In order to make sense of the world, an agent first has to sense the world; it needs some sensory equipment to ‘read’ the context. We humans rely on our proverbial five senses: we see, hear, smell, taste, and touch. That’s it. Many natural agents employ similar means, but others evolved the capacity to sense for example humidity, acidity, salinity, gravity, electrical current, magnetic fields, or chemical traces. It is important to recognise that much more is possible than our anthropocentric emphasis on vision and on abstract information leads us to believe. Yet for most artificial agents, their ‘view of the world’ is data- and information-centric. This reduced view of the outside world enhances the efficiency of their inner workings. The jury is still out whether our self-made artefacts are thus sufficiently equipped to make sense of the world.

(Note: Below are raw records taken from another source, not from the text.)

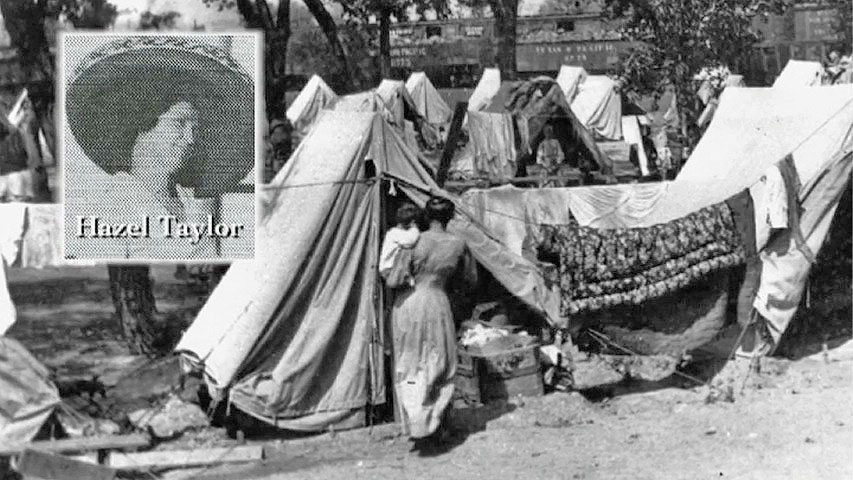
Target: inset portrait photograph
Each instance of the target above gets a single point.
(158, 145)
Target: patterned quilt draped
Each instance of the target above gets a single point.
(603, 268)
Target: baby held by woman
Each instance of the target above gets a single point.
(398, 240)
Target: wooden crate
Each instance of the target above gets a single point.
(485, 376)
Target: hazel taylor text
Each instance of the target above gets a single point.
(167, 226)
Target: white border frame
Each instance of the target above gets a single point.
(59, 115)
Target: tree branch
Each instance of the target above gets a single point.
(330, 30)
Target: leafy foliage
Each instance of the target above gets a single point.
(675, 39)
(156, 21)
(92, 14)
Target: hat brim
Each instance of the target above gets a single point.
(106, 102)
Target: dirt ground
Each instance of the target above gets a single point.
(792, 420)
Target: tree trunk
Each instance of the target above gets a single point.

To effect a change in the environment, an agents needs to ‘do something’. It must be able to act, have some tools to instigate a change. From our anthropocentric venture point, we perceive of action as some force or motion that we can easily observe, that is strong enough and neither too fast nor too slow for our senses to register. So we tend to imagine a muscle or a robotic arm, to think rather narrowly about ‘something mechanical’. But physics includes everything electrical and magnetic; and there’s the entire realm of chemistry as well. The possible action modes are as diverse as the sensing modes indicated above. And the individual agent is not necessarily alone. It can extend its range and reach through indirect action, i.e., by triggering another agent. Consider for example social insects, such as ants communicating with scents, or honey bees and their waggle dance. Amongst the natural agents, herds, flocks, and swarms are ‘teams’ made up of the same species, whereas symbiosis describes a mutually beneficial cooperation across species boundaries. The same baseline interactions exist between humans and artificial agents, only that they reach far higher levels of complexity and abstraction. Yet ultimately, the available tools, no matter how mighty, constrain any agent’s option space.

In short, the world goes in, and an action comes out. However, the perception of the world is filtered through the capacity of the agent’s sensory equipment, and thus considerably reduced. Similarly, the possible action is limited by the capacity of the manipulators available to the agent, whether directly or indirectly.

This is the eleventh in a series of posts on the agency and how it matters to innovation.